Porting bits of UI like dialog boxes by creating a
platform-independent base class and subclassing for each platform is
now no longer allowed.

In C++, inheritance is something to be used carefully. You should
create a subclass only when the derived class is a logical
specialization. That one class contains cross platform state for a bit
of UI and another class contains that platform-specific UI does not
mean that the latter is a logical specialization of the former.

Overuse of inheritance makes the code harder to follow and understand,
and Brett and I in particular have spent a lot of time over the past
few months correcting this throughout the Chrome front end.

If you are creating UI on another platform and want to reuse common
code, please move the common code into a separate object that the
platform specific UI owns. This applies to changes you're currently
working on, too.

e.g., I just redid the Task Manager to fit this pattern. There are two
frontends for it currently, TaskManagerView (windows) and
TaskManagerGtk (linux).

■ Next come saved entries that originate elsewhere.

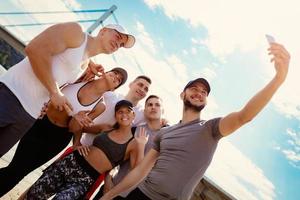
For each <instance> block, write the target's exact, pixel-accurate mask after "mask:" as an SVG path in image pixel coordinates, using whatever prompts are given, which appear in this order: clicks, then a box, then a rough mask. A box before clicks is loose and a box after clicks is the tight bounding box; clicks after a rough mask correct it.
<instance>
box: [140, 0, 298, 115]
mask: <svg viewBox="0 0 300 200" xmlns="http://www.w3.org/2000/svg"><path fill="white" fill-rule="evenodd" d="M144 1H145V3H146V4H147V5H148V6H149V7H150V8H151V9H162V10H163V11H164V12H165V14H166V16H168V17H169V18H170V19H172V20H176V19H178V18H181V19H183V20H186V22H187V24H188V25H190V26H191V27H197V26H203V27H205V28H206V29H207V32H208V37H207V38H206V39H205V40H204V41H203V42H202V43H203V44H206V45H207V47H208V48H209V50H210V51H211V52H212V53H214V54H215V55H216V56H218V57H219V58H220V59H224V58H225V59H226V55H229V54H231V53H233V52H234V51H235V50H238V51H257V52H258V53H260V55H261V62H263V65H262V67H261V69H262V70H265V71H266V72H267V73H268V74H269V75H268V76H271V75H273V73H274V72H273V71H274V70H273V68H270V67H269V64H268V63H267V62H266V60H267V59H266V52H265V49H266V47H267V42H266V40H265V38H264V35H265V34H266V33H269V34H272V35H273V36H275V38H276V40H277V41H279V42H282V43H283V44H285V46H286V47H288V50H289V52H290V53H291V55H292V59H291V63H290V70H289V71H290V72H289V75H288V78H287V80H286V82H285V83H284V85H283V86H282V87H281V89H280V91H278V93H277V94H276V95H275V96H274V99H273V100H272V101H273V102H274V103H275V106H276V107H277V108H278V110H279V111H280V112H281V113H283V114H285V115H286V116H292V117H296V118H298V119H299V120H300V103H299V102H300V88H299V87H298V86H297V85H298V84H297V83H298V80H299V78H298V75H299V74H300V68H299V67H298V66H300V60H299V58H298V57H299V56H297V55H299V54H300V46H299V45H298V43H297V42H295V41H298V40H299V39H298V38H299V35H300V28H299V27H297V26H295V24H298V19H299V18H300V12H299V7H300V2H299V1H298V0H286V1H273V0H265V1H260V0H253V1H239V0H228V1H218V0H211V1H206V0H186V1H181V0H173V1H167V0H144ZM191 41H192V42H193V43H197V42H199V41H198V40H197V39H195V38H193V39H192V40H191ZM262 49H264V50H262Z"/></svg>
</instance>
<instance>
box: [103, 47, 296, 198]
mask: <svg viewBox="0 0 300 200" xmlns="http://www.w3.org/2000/svg"><path fill="white" fill-rule="evenodd" d="M268 50H269V54H270V55H272V56H273V58H272V60H271V61H272V62H274V65H275V70H276V74H275V76H274V78H273V79H272V80H271V81H270V82H269V83H268V84H267V85H266V86H265V87H264V88H263V89H262V90H261V91H260V92H258V93H257V94H256V95H255V96H254V97H253V98H252V99H251V100H250V101H249V102H248V103H247V104H246V106H245V107H244V108H242V109H241V110H240V111H237V112H233V113H230V114H229V115H227V116H225V117H221V118H214V119H211V120H208V121H205V120H201V119H200V113H201V110H202V109H203V108H204V107H205V105H206V100H207V99H206V98H207V96H208V94H209V92H210V86H209V84H208V82H207V81H206V80H205V79H203V78H198V79H195V80H193V81H190V82H189V83H188V84H187V85H186V86H185V87H184V90H183V92H182V93H181V94H180V97H181V99H182V100H183V103H184V106H183V114H182V120H181V122H180V123H178V124H176V125H174V126H171V127H169V128H166V129H162V130H161V131H160V133H158V135H157V137H156V138H155V140H154V145H153V147H152V149H151V150H150V151H149V153H148V154H147V155H146V156H145V158H144V160H143V161H142V162H141V164H140V165H138V166H137V167H136V168H134V169H133V170H132V171H131V173H129V174H128V176H126V177H125V178H124V179H123V181H122V182H121V183H120V184H118V185H116V186H115V187H114V188H113V189H112V190H110V191H109V192H108V193H106V194H105V196H104V197H103V198H101V200H107V199H112V198H114V197H115V196H117V195H118V194H119V193H120V192H122V191H125V190H126V189H129V188H130V187H131V186H133V185H136V184H138V183H139V182H141V181H142V182H141V183H140V184H139V185H138V188H137V189H135V190H134V191H132V192H131V193H130V194H129V195H128V196H127V198H126V199H130V200H136V199H138V200H144V199H146V200H147V199H153V200H158V199H159V200H169V199H173V200H175V199H176V200H177V199H178V200H187V199H189V198H190V196H191V194H192V192H193V190H194V188H195V186H196V185H197V184H198V182H199V181H200V179H201V178H202V177H203V174H204V172H205V171H206V169H207V168H208V166H209V164H210V162H211V160H212V158H213V154H214V152H215V150H216V147H217V144H218V141H219V140H220V139H221V138H222V137H224V136H227V135H229V134H231V133H233V132H234V131H235V130H237V129H238V128H240V127H241V126H242V125H244V124H245V123H247V122H249V121H251V120H252V119H253V118H254V117H255V116H256V115H257V114H258V113H259V112H260V111H261V110H262V109H263V108H264V106H265V105H266V104H267V103H268V102H269V101H270V99H271V98H272V96H273V95H274V93H275V92H276V91H277V89H278V88H279V87H280V85H281V84H282V83H283V82H284V80H285V78H286V75H287V72H288V66H289V60H290V55H289V53H288V52H287V51H286V50H285V48H284V47H283V46H282V45H280V44H277V43H272V44H271V47H270V48H269V49H268Z"/></svg>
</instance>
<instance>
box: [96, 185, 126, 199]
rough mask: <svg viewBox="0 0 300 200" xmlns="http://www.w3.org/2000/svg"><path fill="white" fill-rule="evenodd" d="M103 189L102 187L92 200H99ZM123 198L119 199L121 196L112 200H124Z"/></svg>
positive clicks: (102, 185)
mask: <svg viewBox="0 0 300 200" xmlns="http://www.w3.org/2000/svg"><path fill="white" fill-rule="evenodd" d="M103 189H104V186H103V185H102V186H101V188H100V190H99V192H98V193H97V194H96V196H95V197H94V198H93V200H99V199H100V198H101V197H102V196H103ZM124 199H125V198H123V197H121V196H117V197H115V198H114V200H124Z"/></svg>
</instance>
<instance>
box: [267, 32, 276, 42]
mask: <svg viewBox="0 0 300 200" xmlns="http://www.w3.org/2000/svg"><path fill="white" fill-rule="evenodd" d="M266 38H267V40H268V42H269V44H272V43H275V42H276V41H275V38H274V37H273V36H272V35H268V34H266Z"/></svg>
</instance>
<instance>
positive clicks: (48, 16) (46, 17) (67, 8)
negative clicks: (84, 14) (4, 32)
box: [0, 0, 84, 42]
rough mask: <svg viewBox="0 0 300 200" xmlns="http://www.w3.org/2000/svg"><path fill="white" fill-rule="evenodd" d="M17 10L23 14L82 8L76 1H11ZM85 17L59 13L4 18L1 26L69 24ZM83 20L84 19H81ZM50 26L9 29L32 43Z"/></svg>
mask: <svg viewBox="0 0 300 200" xmlns="http://www.w3.org/2000/svg"><path fill="white" fill-rule="evenodd" d="M10 3H12V4H13V5H14V7H15V9H16V10H19V11H23V12H35V11H70V9H80V8H81V6H80V4H79V3H77V2H76V1H75V0H72V1H60V0H53V1H36V0H11V1H10ZM80 16H81V17H83V16H84V15H83V14H76V13H59V14H35V15H22V17H19V18H14V17H12V16H4V17H2V19H0V23H1V24H22V23H34V24H38V23H48V22H54V23H58V22H67V21H77V20H79V19H80ZM81 19H82V18H81ZM49 26H50V25H42V26H28V27H17V26H16V27H9V28H8V29H9V30H10V31H11V32H13V33H14V34H16V36H17V37H18V38H20V39H21V40H23V41H24V42H28V41H30V40H31V39H32V38H33V37H34V36H36V35H38V34H39V33H40V32H42V31H43V30H44V29H46V28H47V27H49Z"/></svg>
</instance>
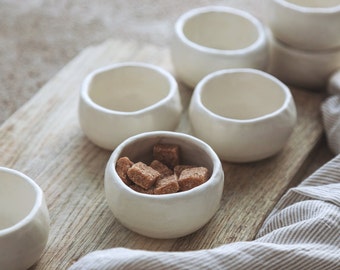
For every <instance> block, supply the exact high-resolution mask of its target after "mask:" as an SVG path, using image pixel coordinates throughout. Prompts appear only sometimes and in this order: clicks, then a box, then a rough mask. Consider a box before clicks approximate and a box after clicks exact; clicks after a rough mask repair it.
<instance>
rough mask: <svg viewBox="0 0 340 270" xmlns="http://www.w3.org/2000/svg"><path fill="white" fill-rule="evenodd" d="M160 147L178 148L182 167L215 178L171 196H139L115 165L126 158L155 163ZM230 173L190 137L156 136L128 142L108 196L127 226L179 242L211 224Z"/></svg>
mask: <svg viewBox="0 0 340 270" xmlns="http://www.w3.org/2000/svg"><path fill="white" fill-rule="evenodd" d="M157 143H168V144H177V145H179V147H180V151H181V156H182V163H183V164H189V165H196V166H197V165H199V166H204V167H206V168H208V170H209V172H210V178H209V180H207V181H206V182H205V183H203V184H201V185H200V186H197V187H195V188H193V189H191V190H188V191H182V192H178V193H173V194H166V195H148V194H143V193H138V192H136V191H134V190H132V189H131V188H130V187H128V186H127V185H125V184H124V183H123V182H122V180H121V179H120V178H119V176H118V174H117V172H116V169H115V165H116V162H117V160H118V159H119V158H120V157H123V156H127V157H129V158H130V160H132V161H133V162H138V161H143V162H146V163H149V162H150V161H151V158H152V149H153V146H154V145H155V144H157ZM223 184H224V174H223V170H222V165H221V162H220V160H219V158H218V156H217V155H216V154H215V152H214V151H213V150H212V149H211V147H210V146H209V145H207V144H206V143H204V142H202V141H201V140H199V139H197V138H195V137H193V136H190V135H186V134H184V133H177V132H166V131H155V132H147V133H142V134H139V135H136V136H133V137H131V138H128V139H127V140H125V141H124V142H122V143H121V144H120V145H119V146H118V147H117V148H116V149H115V150H114V152H113V153H112V155H111V157H110V160H109V161H108V163H107V167H106V170H105V194H106V199H107V202H108V205H109V207H110V209H111V210H112V212H113V214H114V216H115V217H116V218H117V220H119V221H120V222H121V223H122V224H123V225H124V226H126V227H127V228H129V229H130V230H132V231H134V232H137V233H139V234H142V235H145V236H148V237H152V238H176V237H181V236H184V235H187V234H190V233H192V232H194V231H196V230H198V229H199V228H201V227H202V226H203V225H205V224H206V223H207V222H208V221H209V220H210V219H211V218H212V217H213V215H214V214H215V213H216V211H217V210H218V208H219V205H220V200H221V196H222V192H223Z"/></svg>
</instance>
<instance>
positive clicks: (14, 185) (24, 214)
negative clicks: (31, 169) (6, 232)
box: [0, 171, 37, 230]
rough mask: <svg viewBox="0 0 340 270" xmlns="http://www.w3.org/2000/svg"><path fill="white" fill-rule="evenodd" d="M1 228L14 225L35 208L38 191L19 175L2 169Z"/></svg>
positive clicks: (0, 209)
mask: <svg viewBox="0 0 340 270" xmlns="http://www.w3.org/2000/svg"><path fill="white" fill-rule="evenodd" d="M0 187H1V188H0V230H3V229H7V228H9V227H11V226H14V225H15V224H17V223H18V222H20V221H21V220H22V219H24V218H25V217H26V216H27V215H28V214H29V213H30V212H31V211H32V209H33V207H34V205H35V202H36V200H37V191H36V190H35V189H34V187H33V186H32V185H31V184H30V183H29V182H27V181H26V180H25V179H23V178H22V177H20V176H19V175H15V174H10V173H7V172H4V171H0Z"/></svg>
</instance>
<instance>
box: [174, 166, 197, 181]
mask: <svg viewBox="0 0 340 270" xmlns="http://www.w3.org/2000/svg"><path fill="white" fill-rule="evenodd" d="M193 167H194V166H191V165H177V166H175V168H174V173H175V174H176V176H177V178H179V176H180V175H181V173H182V172H183V171H184V170H185V169H189V168H193Z"/></svg>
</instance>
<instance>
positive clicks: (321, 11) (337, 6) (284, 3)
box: [270, 0, 340, 14]
mask: <svg viewBox="0 0 340 270" xmlns="http://www.w3.org/2000/svg"><path fill="white" fill-rule="evenodd" d="M270 1H274V2H276V3H277V4H279V5H281V6H282V7H285V8H288V9H290V10H294V11H298V12H301V13H305V14H332V13H338V12H340V4H337V5H335V6H330V7H308V6H300V5H297V4H295V3H292V2H290V1H287V0H270Z"/></svg>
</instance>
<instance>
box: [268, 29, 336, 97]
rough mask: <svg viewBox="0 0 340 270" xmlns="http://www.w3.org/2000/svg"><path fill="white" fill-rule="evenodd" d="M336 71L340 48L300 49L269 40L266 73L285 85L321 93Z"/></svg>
mask: <svg viewBox="0 0 340 270" xmlns="http://www.w3.org/2000/svg"><path fill="white" fill-rule="evenodd" d="M339 26H340V24H339ZM339 29H340V28H339ZM339 35H340V34H339ZM338 69H340V47H339V48H336V49H331V50H320V51H308V50H300V49H296V48H293V47H291V46H288V45H287V44H284V43H282V42H281V41H279V40H278V39H276V38H275V37H274V36H271V38H270V63H269V66H268V72H269V73H271V74H272V75H274V76H275V77H277V78H278V79H280V80H281V81H283V82H284V83H286V84H288V85H292V86H297V87H302V88H306V89H311V90H318V91H320V90H324V89H325V88H326V87H327V84H328V81H329V79H330V77H331V75H332V74H333V73H334V72H335V71H336V70H338Z"/></svg>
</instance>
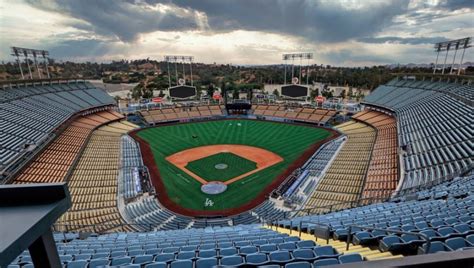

Both have a TaskManager object that they use
to populate themselves.

It is always more convenient for native code in a particular frontend
to directly create its own UI components, rather than having to go
through a factory method.

If you need any advice on the feature you're working on, please let me
know. I'm more than happy to discuss.

We should also correct existing instances of the undesirable pattern
soon. As I discover them, I'll be emailing the people responsible. If
you know of any, please let me know.